In the past I have worked on a project called Spoken Wardrobe. The concept was a camera display where the user could speak to the screen/ reflection of themselves and whatever they spoke would be used as a prompt to stable diffusion to create an AI generated inpainting image of the person wearing whatever they wished for.

Why?
This project utilized a proxy api hosted on glitch made by Dan O Sullivan. Unfortunatelly that api is no longer working as of recent so I thought maybe I could update my project to use transformers.js
Whisper
-
The first part of the project involved the use of Whisper which allowed the conversion of speech to text, which would then be used to prompt stable diffusion
-
I found the whisper sketch using p5.js and used that as my basis to incorporate and load in the whisper model into my code.
- Since I was in the process of updating my code anyways, I thought that I might as well try and improve my audio to text trascription.
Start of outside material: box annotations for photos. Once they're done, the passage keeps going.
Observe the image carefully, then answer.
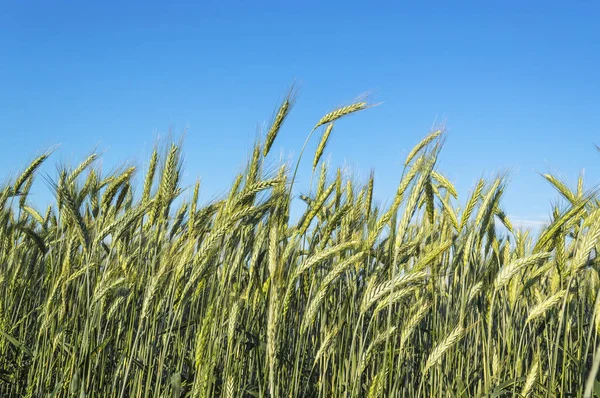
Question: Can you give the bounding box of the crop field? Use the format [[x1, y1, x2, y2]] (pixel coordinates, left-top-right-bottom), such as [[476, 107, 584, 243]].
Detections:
[[0, 96, 600, 398]]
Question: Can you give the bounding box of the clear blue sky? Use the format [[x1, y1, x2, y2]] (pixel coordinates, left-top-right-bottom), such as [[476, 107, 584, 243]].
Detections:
[[0, 0, 600, 227]]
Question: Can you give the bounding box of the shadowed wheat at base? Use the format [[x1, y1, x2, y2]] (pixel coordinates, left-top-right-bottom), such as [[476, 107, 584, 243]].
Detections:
[[0, 89, 600, 397]]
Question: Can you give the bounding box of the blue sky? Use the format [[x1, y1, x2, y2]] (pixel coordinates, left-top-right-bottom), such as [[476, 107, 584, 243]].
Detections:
[[0, 0, 600, 225]]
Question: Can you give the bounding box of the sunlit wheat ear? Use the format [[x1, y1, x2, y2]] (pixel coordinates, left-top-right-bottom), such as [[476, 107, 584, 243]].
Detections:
[[313, 101, 367, 131], [13, 153, 49, 194], [67, 153, 98, 184], [263, 87, 296, 157], [313, 123, 333, 171], [404, 130, 443, 166]]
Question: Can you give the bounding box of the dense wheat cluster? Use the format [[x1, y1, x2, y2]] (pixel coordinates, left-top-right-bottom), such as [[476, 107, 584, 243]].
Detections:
[[0, 96, 600, 397]]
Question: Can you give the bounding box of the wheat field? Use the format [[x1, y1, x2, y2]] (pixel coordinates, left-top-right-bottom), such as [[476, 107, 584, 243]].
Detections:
[[0, 95, 600, 398]]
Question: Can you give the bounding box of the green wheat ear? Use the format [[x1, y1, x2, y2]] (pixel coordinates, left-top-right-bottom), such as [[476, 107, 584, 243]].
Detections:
[[0, 91, 600, 398]]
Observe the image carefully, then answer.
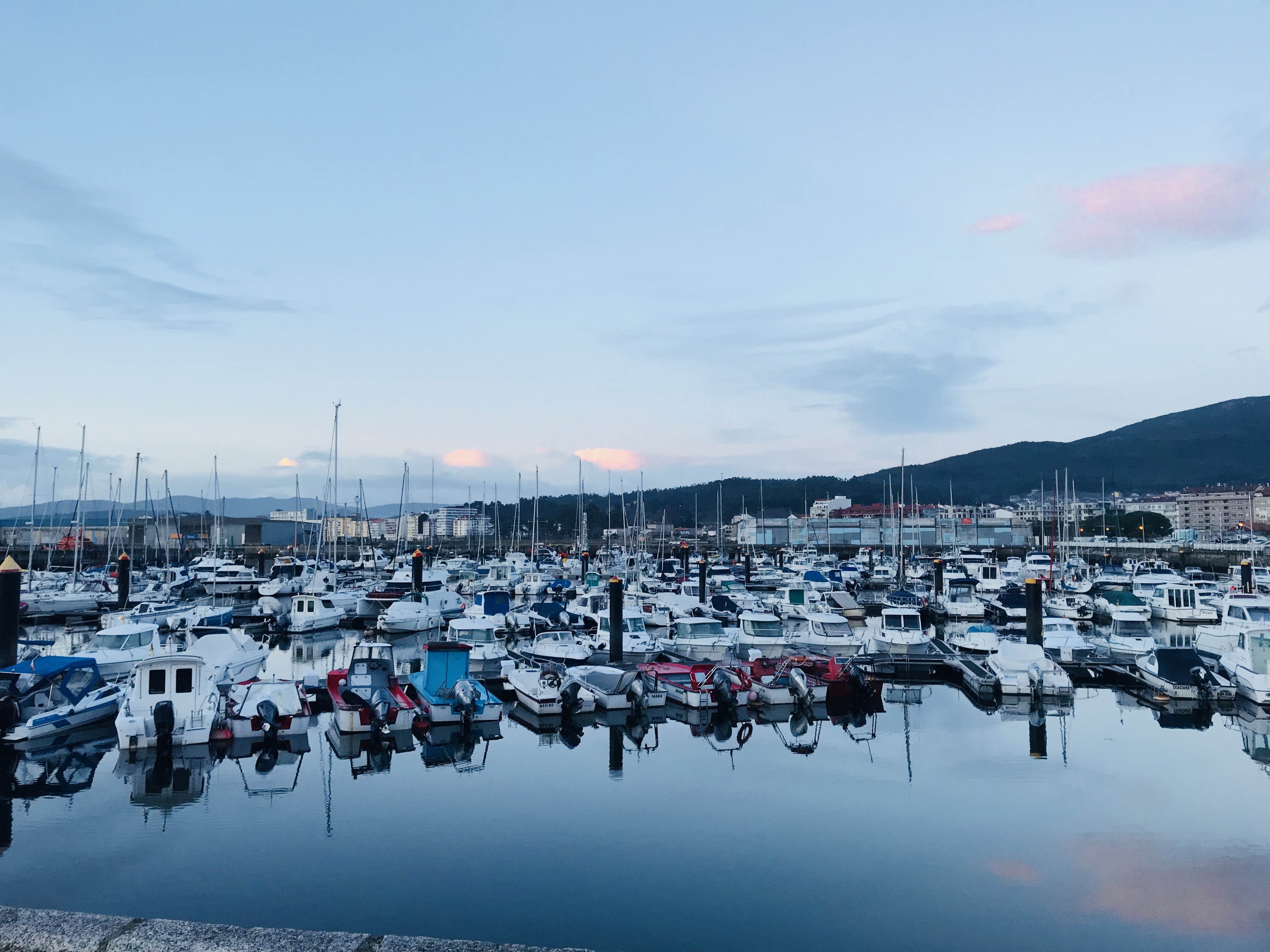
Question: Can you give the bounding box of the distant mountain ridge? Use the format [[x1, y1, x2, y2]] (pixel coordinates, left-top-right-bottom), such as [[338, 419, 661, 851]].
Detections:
[[0, 396, 1270, 536]]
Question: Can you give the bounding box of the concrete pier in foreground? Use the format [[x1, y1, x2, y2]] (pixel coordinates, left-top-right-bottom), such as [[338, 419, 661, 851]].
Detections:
[[0, 906, 587, 952]]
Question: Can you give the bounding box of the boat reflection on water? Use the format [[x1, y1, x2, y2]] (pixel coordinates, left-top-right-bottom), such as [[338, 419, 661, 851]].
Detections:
[[416, 721, 503, 773], [325, 723, 414, 779], [998, 696, 1076, 763], [0, 723, 118, 856], [754, 701, 829, 756], [227, 732, 312, 797], [1234, 696, 1270, 776], [114, 744, 225, 815]]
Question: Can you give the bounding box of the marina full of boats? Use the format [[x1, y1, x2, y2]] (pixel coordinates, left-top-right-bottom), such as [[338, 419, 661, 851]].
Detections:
[[0, 547, 1270, 749]]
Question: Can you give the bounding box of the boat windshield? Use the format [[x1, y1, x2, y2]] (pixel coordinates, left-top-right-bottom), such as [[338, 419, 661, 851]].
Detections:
[[817, 621, 851, 637], [674, 622, 723, 637], [86, 628, 150, 651], [883, 613, 922, 631], [1248, 633, 1270, 674]]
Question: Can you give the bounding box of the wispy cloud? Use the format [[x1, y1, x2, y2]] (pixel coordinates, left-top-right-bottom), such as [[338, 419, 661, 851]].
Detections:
[[573, 447, 644, 470], [0, 149, 292, 330], [441, 449, 489, 470], [970, 214, 1024, 235], [1053, 164, 1270, 258]]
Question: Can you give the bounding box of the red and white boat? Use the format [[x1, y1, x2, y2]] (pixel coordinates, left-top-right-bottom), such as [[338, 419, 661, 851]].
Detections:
[[639, 661, 752, 708], [326, 641, 419, 734]]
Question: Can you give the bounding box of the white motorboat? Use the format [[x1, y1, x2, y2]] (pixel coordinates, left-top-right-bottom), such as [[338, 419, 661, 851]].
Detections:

- My current version of the code employed a quite rudimentary system where the whisper model was prompted every 3 seconds with whatever audio blob was produced between the last transcription request and then. This served as a simple way to create the illusion of consistent and constant transcription
- Looking at the example shown in Joshua’s slides I really wanted to try and update my code to have a much more efficient looking constant transcription like that shown in the example
Screen Recording 2025-03-21 at 12.13.52 AM.mov
https://hf.co/spaces/Xenova/realtime-whisper-webgpu
- My first attempts at even loading the transformers.js model in my code were not succeeding for some reason. Nothing was being transcribed. Thus, I first tried it out on the original sketch.js example
- Somehow this was not working anymore. No matter what I spoke it just transcribed the word “you” I was quite puzzled for a long while. I tried to change the model, nothing, then tried to alter how to audio was being recorded, nothing. I was almost to the end of my patience and was about to call this a complete failure when I tried to run the project one last time and suddenly it worked! Guess what, for some reason it only works when my airpod mic is connected. Very peculiar activity. Nontheless, the amount of time I spent talking to my computer with absolutely no results was quite astonishing


-
Finally I felt I could start moving forward and once I had gotten it to work on my p5.js sketch example, and realizing that my mic was the issue, it also suddenly worked on my main project codebase.
-
This is when I began to encounter many more errors!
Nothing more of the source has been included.